BUSINESS

Dutch regulator issues record €480k fine to repeat online gambling offenders

TAGs: Kansspelautoriteit, Netherlands

dutch-gambling-fines-redslotsGambling regulators in the Netherlands have slapped a record fine of nearly half a million euros on the operators of an unauthorized online gambling site.

On Tuesday, the Kansspelautoriteit (KSA) ordered two companies behind online casino site Redslots.com to pay fines of €240k apiece for promoting the casino via a variety of Dutch-language sites and offering new Dutch punters a signup bonus.

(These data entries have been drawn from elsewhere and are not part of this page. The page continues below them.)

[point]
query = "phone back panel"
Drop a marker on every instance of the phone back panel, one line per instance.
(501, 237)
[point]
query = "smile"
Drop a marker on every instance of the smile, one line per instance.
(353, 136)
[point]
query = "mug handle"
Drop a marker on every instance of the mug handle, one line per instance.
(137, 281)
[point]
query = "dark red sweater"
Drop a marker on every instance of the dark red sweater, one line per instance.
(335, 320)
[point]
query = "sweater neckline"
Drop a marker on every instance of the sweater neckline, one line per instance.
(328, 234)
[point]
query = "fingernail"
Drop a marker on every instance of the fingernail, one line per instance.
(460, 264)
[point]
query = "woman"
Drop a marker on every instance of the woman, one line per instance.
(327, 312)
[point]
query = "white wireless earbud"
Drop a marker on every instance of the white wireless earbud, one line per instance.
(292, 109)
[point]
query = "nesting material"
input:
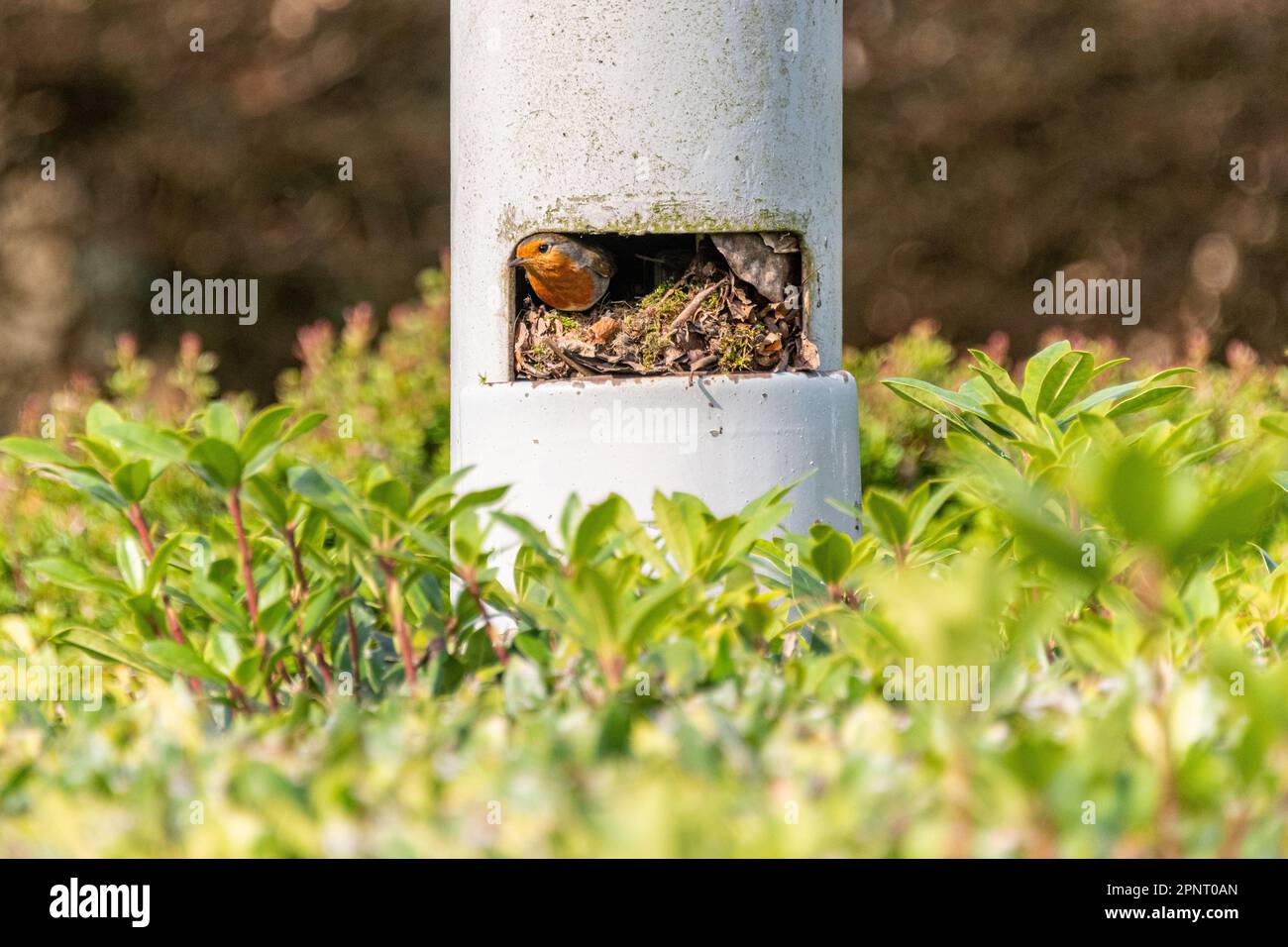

The two companies behind Redslots – Redcorp SA and Bluemay Enterprises NV – may sound familiar, as the KSA fined them each €130k in October 2014 for similar shenanigans involving 7red.com and RoyaalCasino.com.

The KSA said it began its latest investigation in November 2014, suggesting they didn’t have much faith that the original fines had convinced the companies to stay on the straight and narrow path. The KSA also claimed that its latest action indicated that just changing a domain name wasn’t enough to throw their bloodhounds off the scent.

The KSA found it particularly odd that the site’s payment processing was handled by Megaten Ltd, a UK-registered subsidiary of Bluemay Enterprises. The odd part is that UK filings list Megaten as having ceased operations in 2004, suggesting that Megaten is basically Bruce Willis in The Sixth Sense, i.e. it doesn’t yet realize that it’s dead so it continues to process Haley Joel Osment’s online slots play.

The KSA announced in July that it was ready to mete out harsher punishments to online gambling delinquents and said the enormity of the latest fines was justified because the previous fines left no doubt that the operators understood that their presence was unwelcome in the Netherlands.

The country is in the process of liberalizing its online gambling market and has ordered all would-be license applicants to keep out until the new regime is ready sometime in 2017 (it hopes). The legislation would also offer the KSA greater powers in cracking the skulls of unauthorized operators and the KSA urged parliament to get a move on as they’ve already ordered their new ACME thumbscrews.